The media in Pakistan display the most negative characteristics of any group in the country. Most of them are on the payroll of foreign masters including the Americans and Indians, they indulge in the most nonsensical allegations against people they do not like. The new amir of the Jamaat-e Islami, Sirajul Haq has also been subjected to vicious attacks.
Monday April 07, 2014, 17:47 DST
The election of a relatively young amir (leader) of the Jamaat-e Islami is generating much media attention, especially from the secularists. Sirajul Haq is viewed by many as a cat let loose among pigeons. They fear his rise to prominence in Pakistani politics.
At 51, the Jamaat-e Islami has elected in Sirajul Haq a leader who is likely to energise the youth and pose a serious challenge to other established parties.
Whatever one’s view of Jamaat policies, the fact that the party elects its leader through secret ballot and candidates do not canvass for votes, gives it strong democratic credentials. There are no dynastic politics in the Jamaat. The two leading parties in Pakistan—the ruling Muslim League (N) and People’s Party—are family fiefdoms.
The secular media is tearing its hair out because the Jamaat has elected not only a relatively young leader but that he belongs to Lower Dir, a rural area of the Khyber Pakhtunkhwa Province (KPP) whereas the Jamaat’s traditional support base used to be Pakistan’s urban centres.

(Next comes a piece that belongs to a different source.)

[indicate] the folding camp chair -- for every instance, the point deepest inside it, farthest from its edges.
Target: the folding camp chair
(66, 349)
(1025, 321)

Their other beef against Sirajul Haq is that he had participated in the jihad against Soviet forces in Afghanistan.
There is speculation—without proof, of course—that his elevation to the Jamaat’s leadership position is related to the changing dynamics in Afghanistan. The implication is that with the withdrawal of US and other Nato forces from Afghanistan, the country would again fall under Taliban rule and that people with strong connections with them would be needed to maintain Pakistani influence there.
This line of thinking suggests that the Jamaat-e Islami is somehow working with the Pakistani military. This is not true. The Jamaat’s former leader, Syed Munawwar Hassan was roundly condemned by the secular media when he called Hakimullah Mehsud a ‘shaheed’ and refused to call Pakistani soldiers that die in the so-called war on terror as ‘shaheed.’
The Jamaat members’ decision to elect Sirajul Haq as leader reflects the party’s large membership in the KP province. Currently he serves as senior minister in the provincial government.
He was elected as amir of the party in a secret ballot by arakeen (members) in preference to Syed Munawwar Hassan and Liaquat Baloch. Munawwar Hassan is the outgoing amir and had asked to be relieved of his responsibilities but the Jamaat Shura put his name on the ballot.
The Jamaat’s new leader cut his teeth in student politics when he became amir of the Islami Jamiat-e Talaba (IJT), student wing of the Jamaat. Unfortunately, even in the rough environment of Pakistani student politics, the IJT does not have a very good reputation. It is known for its strong arm tactics rather than a group based on ideology.
In 2002, Sirajul Haq was elected to the provincial assembly in Khyber Pakhtunkhwa, at the time known as the North West Frontier Province. He served as minister in the Mutahhida Majlis Amal (MMA), a grouping of six Islamic parties when they formed a coalition government in the province.
The negative commentary about him is based both on fear and jealousy: fear because he can galvanize the youth and pose a challenge to more established parties. There is jealousy because the reins of power of a major political party have gone to someone from Pakistan’s remote rural area when the urbanites—even the secular ones—think it is their birth right to lead parties.
Sirajul Haq becomes the fifth amir of the Jamaat-e Islami following in the footsteps of Maulana Abul Ala Maudoodi (the founder), Mian Tufail Ahmed, Qazi Hussain Ahmed (also from KP province), and Syed Munawwar Hassan.
He will have to work hard to revive the party’s fortunes. It faces formidable challenge both in Sindh, especially its urban centres where the MQM has eaten away into its support base as well as in KP Province where Imran Khan’s Pakistan Tehrik-e Insaf has made major gains.